Fine. I was trying to answer your question "what do people mean when they say they're 33% sure that tomorrow it will rain". They mean that they find twice as plausible that it will not rain. It's just that you don't understand it as they do.
Anyway, I think you're getting the direction of the argument wrong. It's not that you have probabilities and force an interpretation of them as degrees of belief.
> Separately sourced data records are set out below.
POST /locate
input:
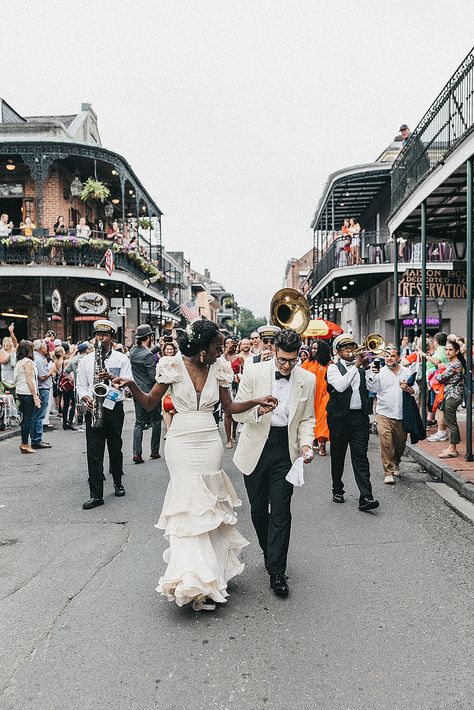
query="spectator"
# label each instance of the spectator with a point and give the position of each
(27, 392)
(257, 345)
(432, 362)
(27, 227)
(45, 371)
(8, 360)
(169, 350)
(452, 378)
(114, 234)
(71, 369)
(59, 227)
(354, 231)
(5, 226)
(83, 231)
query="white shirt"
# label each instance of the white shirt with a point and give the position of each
(342, 382)
(281, 389)
(117, 364)
(386, 385)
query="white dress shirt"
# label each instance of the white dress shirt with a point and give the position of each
(341, 382)
(281, 389)
(386, 385)
(117, 364)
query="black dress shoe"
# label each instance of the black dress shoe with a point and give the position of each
(93, 503)
(279, 584)
(366, 503)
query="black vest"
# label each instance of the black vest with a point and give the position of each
(340, 402)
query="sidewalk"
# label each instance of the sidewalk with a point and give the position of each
(457, 473)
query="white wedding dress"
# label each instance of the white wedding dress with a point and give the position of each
(197, 515)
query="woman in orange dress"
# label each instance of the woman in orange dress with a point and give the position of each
(318, 364)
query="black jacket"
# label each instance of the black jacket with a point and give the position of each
(412, 422)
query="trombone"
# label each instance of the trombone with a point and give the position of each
(374, 344)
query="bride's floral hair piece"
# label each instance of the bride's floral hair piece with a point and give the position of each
(198, 336)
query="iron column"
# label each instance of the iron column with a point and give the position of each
(469, 294)
(423, 310)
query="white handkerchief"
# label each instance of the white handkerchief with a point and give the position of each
(295, 474)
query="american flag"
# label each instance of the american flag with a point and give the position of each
(109, 261)
(189, 311)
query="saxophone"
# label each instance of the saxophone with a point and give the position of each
(99, 388)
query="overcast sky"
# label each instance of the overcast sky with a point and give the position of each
(233, 112)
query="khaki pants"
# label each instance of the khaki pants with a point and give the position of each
(392, 442)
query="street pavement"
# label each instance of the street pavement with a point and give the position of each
(380, 612)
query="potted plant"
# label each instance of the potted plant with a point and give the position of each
(94, 190)
(144, 223)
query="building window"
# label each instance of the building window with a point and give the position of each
(29, 209)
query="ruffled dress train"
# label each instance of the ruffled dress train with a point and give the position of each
(198, 515)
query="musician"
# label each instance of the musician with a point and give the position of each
(109, 429)
(270, 443)
(143, 366)
(348, 420)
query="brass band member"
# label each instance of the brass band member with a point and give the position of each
(104, 416)
(348, 420)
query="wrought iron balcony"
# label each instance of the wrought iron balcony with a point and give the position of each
(75, 252)
(448, 121)
(378, 248)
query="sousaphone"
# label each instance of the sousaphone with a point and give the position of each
(290, 309)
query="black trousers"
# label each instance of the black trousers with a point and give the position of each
(270, 497)
(110, 432)
(351, 430)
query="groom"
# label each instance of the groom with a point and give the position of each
(270, 443)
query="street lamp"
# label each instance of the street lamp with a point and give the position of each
(439, 304)
(109, 210)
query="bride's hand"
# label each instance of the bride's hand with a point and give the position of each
(266, 404)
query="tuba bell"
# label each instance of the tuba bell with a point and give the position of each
(290, 309)
(373, 343)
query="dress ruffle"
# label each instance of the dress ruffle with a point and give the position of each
(198, 520)
(169, 370)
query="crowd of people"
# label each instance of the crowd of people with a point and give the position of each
(125, 235)
(281, 402)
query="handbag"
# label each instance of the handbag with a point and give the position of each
(65, 384)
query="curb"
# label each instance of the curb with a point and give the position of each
(4, 435)
(444, 474)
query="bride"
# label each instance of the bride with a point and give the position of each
(198, 516)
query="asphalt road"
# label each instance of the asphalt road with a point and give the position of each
(380, 614)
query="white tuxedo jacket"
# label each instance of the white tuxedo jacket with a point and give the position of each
(257, 382)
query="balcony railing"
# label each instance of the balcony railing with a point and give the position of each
(449, 119)
(377, 248)
(72, 251)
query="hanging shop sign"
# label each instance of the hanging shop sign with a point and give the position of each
(91, 303)
(412, 322)
(439, 284)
You start with real numbers representing degrees of belief (with an ordinal meaning only, a larger number means more plausible) and some "common sense" properties they should have to be "rational":
- having identical information should result in the same degree of belief
- the degree of belief in "not A" should be a function of the degree of belief in A
- the degree of belief in "A and B" should be a function of the degree of belief in "A given B" and the degree of belief in B
The rules of probability _are_the_consequence_ (once the value of certainty is fixed to 1)
p(A) + p(not A) = 1
p(A and/or B) = p(A) + p(B) - p(A and B)
p(A and B) = p(A|B)p(B) = p(A)p(B|A)
and the use of probabilities to represent degrees of belief is not something you come up with. It is derived from the assumptions above (which don't involve probability at all).
In pages 5-9 he derives the rules of probability as a "reasonable expectations" extension to symbolic logic.
Of course you're right that this is a description of how rational thought should be and not necessarily a description of how people think. Actual beliefs can be inconsistent in the same way that one can believe things that go against the laws of logic.
It's always fun to discuss the foundations of probability. Thanks.